Nearly 2.9 billion compromised credentials were tracked globally in 2025, according to a sweeping new analysis that lays out how stolen logins, automated malware and AI-driven workflows reshaped the threat landscape.
KELA’s tally: what makes up 2.9 billion compromised credentials
The threat intelligence firm KELA reports that its latest study, The State of Cybercrime 2026: Emerging Threats & Predictions, tracked nearly 2.9 billion compromised credentials last year. Those records include usernames, passwords, session tokens and cookies found in URL, login and password (ULP) lists, breached email repositories and items sold on cybercrime marketplaces. KELA cautioned that individual credentials "may or may not have been valid," but said the numbers reflect "the sheer scale and persistence of the threat."

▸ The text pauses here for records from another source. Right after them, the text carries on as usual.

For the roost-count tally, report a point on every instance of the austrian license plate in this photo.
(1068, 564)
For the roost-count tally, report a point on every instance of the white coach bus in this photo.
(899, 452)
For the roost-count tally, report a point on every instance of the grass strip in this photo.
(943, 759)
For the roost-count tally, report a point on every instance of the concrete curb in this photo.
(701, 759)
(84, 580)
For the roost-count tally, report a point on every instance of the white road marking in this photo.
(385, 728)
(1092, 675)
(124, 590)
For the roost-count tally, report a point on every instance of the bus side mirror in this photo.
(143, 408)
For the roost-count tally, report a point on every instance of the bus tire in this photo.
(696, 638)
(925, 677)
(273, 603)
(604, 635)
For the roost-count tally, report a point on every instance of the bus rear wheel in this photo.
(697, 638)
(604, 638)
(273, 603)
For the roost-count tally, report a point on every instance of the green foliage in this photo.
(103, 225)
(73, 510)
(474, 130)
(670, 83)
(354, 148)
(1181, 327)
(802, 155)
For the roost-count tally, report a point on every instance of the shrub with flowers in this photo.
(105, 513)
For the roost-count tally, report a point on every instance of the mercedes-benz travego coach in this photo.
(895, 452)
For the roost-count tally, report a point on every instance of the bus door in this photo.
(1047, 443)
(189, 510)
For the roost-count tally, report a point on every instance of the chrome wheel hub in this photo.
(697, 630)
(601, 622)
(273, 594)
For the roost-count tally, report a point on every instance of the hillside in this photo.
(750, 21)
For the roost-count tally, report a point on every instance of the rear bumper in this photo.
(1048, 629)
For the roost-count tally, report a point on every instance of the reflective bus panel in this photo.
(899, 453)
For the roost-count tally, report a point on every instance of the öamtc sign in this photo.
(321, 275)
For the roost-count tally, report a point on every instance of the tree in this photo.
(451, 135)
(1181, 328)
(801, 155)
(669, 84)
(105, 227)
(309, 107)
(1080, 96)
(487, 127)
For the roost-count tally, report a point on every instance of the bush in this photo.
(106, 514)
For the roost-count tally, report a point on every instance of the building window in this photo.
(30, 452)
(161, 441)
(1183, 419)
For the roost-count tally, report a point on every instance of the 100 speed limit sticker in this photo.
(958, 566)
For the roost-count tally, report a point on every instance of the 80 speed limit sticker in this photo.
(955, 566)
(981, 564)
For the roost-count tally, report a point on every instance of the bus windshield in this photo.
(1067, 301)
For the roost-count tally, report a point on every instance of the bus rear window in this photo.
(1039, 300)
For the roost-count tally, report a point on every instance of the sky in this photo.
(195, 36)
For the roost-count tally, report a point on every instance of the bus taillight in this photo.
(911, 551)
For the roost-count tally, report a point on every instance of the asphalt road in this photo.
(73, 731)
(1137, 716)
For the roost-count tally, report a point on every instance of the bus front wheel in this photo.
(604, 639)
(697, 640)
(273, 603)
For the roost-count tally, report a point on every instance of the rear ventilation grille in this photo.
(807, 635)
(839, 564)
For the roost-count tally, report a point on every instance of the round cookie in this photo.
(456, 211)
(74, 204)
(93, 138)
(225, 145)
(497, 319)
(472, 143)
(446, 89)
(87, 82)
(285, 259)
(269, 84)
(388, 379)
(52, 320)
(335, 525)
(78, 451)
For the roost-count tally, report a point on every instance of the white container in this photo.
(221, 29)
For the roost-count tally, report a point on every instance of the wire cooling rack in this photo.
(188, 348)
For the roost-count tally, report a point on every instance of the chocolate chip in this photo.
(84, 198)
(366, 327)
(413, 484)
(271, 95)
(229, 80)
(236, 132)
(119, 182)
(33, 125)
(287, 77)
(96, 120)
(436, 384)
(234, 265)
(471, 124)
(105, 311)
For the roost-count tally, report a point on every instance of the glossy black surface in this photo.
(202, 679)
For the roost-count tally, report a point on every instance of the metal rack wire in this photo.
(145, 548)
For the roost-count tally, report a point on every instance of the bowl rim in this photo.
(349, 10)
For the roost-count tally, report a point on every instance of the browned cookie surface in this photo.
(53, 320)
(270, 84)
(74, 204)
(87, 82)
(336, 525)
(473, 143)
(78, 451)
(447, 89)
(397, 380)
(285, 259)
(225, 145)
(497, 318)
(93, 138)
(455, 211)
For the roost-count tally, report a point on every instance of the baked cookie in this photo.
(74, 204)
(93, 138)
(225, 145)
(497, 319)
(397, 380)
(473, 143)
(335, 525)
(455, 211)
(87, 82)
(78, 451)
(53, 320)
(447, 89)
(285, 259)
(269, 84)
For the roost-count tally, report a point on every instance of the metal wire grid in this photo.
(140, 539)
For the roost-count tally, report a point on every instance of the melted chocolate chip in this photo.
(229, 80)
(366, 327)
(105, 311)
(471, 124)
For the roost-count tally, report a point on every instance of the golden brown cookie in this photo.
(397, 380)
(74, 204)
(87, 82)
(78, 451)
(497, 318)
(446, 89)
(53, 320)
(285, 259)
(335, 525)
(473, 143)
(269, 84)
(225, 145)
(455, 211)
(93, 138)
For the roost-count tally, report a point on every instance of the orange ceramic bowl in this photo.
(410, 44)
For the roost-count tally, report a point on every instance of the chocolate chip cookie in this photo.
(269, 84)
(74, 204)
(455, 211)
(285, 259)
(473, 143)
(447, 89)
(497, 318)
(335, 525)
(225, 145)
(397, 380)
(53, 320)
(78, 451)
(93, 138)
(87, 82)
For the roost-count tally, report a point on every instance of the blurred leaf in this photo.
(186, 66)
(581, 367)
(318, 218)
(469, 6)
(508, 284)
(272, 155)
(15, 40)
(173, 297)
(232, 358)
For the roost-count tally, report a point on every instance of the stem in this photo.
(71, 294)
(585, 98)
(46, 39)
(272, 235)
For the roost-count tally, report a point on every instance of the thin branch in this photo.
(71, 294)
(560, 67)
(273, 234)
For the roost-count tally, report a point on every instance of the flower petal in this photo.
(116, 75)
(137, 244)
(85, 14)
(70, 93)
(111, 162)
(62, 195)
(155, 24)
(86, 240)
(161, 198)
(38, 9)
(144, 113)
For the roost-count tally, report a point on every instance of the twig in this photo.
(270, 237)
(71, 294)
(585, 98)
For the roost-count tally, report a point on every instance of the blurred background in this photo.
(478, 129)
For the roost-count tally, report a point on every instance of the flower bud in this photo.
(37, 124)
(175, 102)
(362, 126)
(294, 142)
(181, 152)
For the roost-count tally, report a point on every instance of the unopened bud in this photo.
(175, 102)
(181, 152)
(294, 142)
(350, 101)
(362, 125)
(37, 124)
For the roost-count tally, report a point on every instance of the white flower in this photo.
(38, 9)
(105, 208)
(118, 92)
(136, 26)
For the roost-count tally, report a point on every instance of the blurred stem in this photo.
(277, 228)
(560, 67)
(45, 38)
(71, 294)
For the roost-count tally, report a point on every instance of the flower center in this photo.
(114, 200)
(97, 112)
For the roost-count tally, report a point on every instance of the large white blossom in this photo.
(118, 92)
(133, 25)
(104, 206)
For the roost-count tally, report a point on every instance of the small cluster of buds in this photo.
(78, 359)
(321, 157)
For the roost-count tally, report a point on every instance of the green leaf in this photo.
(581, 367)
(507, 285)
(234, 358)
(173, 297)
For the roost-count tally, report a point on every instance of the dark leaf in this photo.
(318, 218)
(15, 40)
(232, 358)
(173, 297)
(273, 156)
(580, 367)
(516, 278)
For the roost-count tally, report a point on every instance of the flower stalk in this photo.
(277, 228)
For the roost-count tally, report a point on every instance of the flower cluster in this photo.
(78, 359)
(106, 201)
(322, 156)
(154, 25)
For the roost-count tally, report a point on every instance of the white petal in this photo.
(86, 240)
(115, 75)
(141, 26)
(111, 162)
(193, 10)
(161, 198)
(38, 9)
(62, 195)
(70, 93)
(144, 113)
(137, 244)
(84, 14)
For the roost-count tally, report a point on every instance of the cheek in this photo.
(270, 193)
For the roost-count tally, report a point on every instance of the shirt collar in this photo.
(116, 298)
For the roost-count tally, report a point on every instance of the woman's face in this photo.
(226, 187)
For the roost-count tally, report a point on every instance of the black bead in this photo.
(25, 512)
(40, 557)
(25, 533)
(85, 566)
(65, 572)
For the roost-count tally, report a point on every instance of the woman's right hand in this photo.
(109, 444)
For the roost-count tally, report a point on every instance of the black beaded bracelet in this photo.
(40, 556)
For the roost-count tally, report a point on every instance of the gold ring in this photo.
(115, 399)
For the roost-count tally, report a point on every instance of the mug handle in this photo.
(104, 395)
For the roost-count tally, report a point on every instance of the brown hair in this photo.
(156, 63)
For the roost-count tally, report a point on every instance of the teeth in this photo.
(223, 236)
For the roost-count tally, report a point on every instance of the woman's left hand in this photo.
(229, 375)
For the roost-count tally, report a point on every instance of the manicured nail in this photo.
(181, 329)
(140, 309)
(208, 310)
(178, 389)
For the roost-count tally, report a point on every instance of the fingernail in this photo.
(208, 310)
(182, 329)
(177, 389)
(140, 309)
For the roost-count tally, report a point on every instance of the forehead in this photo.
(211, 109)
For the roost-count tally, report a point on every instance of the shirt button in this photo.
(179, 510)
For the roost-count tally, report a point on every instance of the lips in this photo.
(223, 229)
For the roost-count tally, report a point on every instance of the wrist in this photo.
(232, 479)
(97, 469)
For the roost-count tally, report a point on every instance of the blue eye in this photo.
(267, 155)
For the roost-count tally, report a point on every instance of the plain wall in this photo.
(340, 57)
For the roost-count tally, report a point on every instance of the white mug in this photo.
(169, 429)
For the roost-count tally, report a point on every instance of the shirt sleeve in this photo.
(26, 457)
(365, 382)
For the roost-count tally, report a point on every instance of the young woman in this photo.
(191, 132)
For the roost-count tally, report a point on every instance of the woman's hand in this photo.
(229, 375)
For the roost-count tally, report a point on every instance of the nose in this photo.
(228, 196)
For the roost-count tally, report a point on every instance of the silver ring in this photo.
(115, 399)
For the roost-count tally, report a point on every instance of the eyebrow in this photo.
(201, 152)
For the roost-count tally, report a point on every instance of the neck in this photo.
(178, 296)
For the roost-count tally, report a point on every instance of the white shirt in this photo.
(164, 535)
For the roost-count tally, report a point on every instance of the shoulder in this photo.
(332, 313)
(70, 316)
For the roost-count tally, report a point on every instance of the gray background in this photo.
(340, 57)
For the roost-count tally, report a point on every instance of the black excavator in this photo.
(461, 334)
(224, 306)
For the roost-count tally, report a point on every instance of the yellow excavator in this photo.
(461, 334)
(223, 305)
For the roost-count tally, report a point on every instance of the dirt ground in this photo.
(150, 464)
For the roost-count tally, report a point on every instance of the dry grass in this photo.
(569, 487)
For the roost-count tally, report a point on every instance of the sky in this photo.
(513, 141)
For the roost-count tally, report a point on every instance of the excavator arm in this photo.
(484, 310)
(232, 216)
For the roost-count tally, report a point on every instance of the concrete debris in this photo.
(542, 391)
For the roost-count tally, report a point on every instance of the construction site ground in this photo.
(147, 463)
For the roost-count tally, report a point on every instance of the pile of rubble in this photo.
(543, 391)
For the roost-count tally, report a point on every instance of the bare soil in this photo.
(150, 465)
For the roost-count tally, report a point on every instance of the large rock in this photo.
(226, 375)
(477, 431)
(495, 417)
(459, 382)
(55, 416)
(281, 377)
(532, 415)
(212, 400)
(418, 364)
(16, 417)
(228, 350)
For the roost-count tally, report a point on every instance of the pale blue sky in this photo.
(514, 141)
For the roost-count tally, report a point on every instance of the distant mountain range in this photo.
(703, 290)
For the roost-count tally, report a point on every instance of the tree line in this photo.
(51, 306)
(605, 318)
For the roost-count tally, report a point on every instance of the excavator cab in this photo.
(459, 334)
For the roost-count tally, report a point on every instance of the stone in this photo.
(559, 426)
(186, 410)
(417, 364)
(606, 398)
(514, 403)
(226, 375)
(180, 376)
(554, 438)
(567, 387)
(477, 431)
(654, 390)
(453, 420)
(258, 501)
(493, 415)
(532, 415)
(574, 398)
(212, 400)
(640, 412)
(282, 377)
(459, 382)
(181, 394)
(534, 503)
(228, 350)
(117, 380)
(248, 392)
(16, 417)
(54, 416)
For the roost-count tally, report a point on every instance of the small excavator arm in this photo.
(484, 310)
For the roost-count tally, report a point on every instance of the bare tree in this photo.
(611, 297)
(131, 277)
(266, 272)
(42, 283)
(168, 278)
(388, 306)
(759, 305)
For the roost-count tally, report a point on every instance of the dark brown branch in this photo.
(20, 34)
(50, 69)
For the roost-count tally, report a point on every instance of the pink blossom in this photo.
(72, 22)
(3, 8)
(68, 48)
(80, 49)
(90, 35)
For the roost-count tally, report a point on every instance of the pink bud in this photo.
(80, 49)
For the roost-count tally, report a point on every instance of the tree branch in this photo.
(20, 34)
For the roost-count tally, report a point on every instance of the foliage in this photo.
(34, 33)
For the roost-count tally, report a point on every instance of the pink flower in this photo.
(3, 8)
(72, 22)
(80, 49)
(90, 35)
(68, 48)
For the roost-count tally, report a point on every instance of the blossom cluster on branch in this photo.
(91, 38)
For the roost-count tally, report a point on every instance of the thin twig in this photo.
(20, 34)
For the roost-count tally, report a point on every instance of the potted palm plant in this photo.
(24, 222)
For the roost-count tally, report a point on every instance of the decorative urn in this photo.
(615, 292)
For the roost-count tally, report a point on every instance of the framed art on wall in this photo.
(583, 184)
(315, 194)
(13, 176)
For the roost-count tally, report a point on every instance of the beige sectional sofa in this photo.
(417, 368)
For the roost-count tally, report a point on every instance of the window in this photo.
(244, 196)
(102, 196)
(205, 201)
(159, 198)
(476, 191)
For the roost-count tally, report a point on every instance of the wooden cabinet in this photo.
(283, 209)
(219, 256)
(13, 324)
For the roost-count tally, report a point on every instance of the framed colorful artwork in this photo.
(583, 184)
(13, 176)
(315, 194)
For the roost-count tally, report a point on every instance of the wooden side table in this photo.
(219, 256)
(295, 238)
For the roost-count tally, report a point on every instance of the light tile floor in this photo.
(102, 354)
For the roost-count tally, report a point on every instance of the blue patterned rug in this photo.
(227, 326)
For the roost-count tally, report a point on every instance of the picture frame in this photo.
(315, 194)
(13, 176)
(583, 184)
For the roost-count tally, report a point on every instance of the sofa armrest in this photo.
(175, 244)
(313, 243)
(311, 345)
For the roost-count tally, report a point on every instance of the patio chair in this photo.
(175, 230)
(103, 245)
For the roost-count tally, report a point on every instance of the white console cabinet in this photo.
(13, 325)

Infostealers and infected endpoints: 347 million credentials from 3.9 million machines
At least 347 million of the compromised items were originally obtained by infostealers operating on roughly 3.9 million infected machines, KELA found. The firm said those figures were significantly boosted by a dramatic rise in macOS-targeting infostealers, with macOS infections jumping from under 1,000 in 2024 to over 70,000 in 2025 — a surge that helped swell the overall credentials pool.
Ransomware victims, active extorter groups, and vulnerability trends
KELA recorded a 45% year‑over‑year increase in ransomware victims, rising to 7,549 in 2025, and identified 147 active ransomware groups, including 80 entities that appeared for the first time. On the vulnerability front, KELA noted that 238 vulnerabilities were added to CISA's Known Exploited Vulnerabilities (KEV) Catalog in 2025, up 29% from 185 additions in 2024. The report also observed a market shift toward fully weaponized, mass‑exploitation scripts and exclusive exploits, as opposed to basic proof‑of‑concept code.
AI dominates the kill chain: from supportive tool to agentic workflows
KELA documented broad adoption of artificial intelligence across attack phases, saying that "cybercriminals and APT groups have moved from using AI merely as a supportive tool in attacks to making it an essential component in the complexity, enhancement, and escalation of those attacks." The report describes a progression beyond basic LLM jailbreaking to techniques KELA calls "vibe hacking" that enable autonomous execution of complete workflows. KELA also flagged an increase in AI‑assisted malware and prompt‑injection attacks designed to hijack agent systems.
David Carmiel, CEO of KELA, framed the change starkly: "We’re seeing a fundamental pivot in adversary behavior with the shift from AI‑assisted tools to fully autonomous, agentic malicious workflows, where over 80% of operations require minimal human oversight." Carmiel added that attackers "no longer need to break in through a backdoor, they can quickly find the key and walk through the front using stolen credentials," and KELA warned organizations relying on stale intelligence and legacy defenses instead of AI‑powered solutions are increasing their exposure.
Hacktivism, DDoS, and supply‑chain weaponization
The report tied rising geopolitical tensions to a wave of disruptive activity: KELA counted 250 new hacktivist groups in 2025 and a 400% increase in distributed denial‑of‑service activity, totaling about 3,500 attacks for the year. It also called out growing weaponization of the software supply chain, including OAuth compromise and the emergence of open‑source worms inside developer ecosystems.
What this means for technologists, policymakers, and end users
- Technologists and security teams should register the dual pressures documented by KELA: credential theft at massive scale (including a marked macOS trend), and a shift toward AI‑driven, minimally supervised attack workflows that leverage stolen credentials and weaponized exploit tooling.
- Policymakers and regulators will see signals in the KEV Catalog growth — 238 additions in 2025, up 29% from 2024 — and in the proliferation of new ransomware and hacktivist groups; those metrics point to a rising operational tempo for vulnerability management and incident response planning.
- End users and enterprise buyers face a broader threat surface: billions of credential records of uncertain validity in circulation, thousands of ransomware victims, thousands of DDoS incidents, and supply‑chain compromise vectors. KELA’s analysis underscores how credential exposure and AI‑augmented attacks can compound risk.
KELA’s findings paint a picture of a threat environment where scale, automation and weaponized exploit markets intersect. The report leaves a clear challenge for defenders: how to adapt detection, patching and authentication approaches in a world where stolen credentials, mass‑exploitation scripts and autonomous AI agents increasingly determine which attacks succeed. As KELA emphasizes, the choice between legacy defenses and AI‑enhanced countermeasures may be the difference between a contained incident and a cascade of compromise.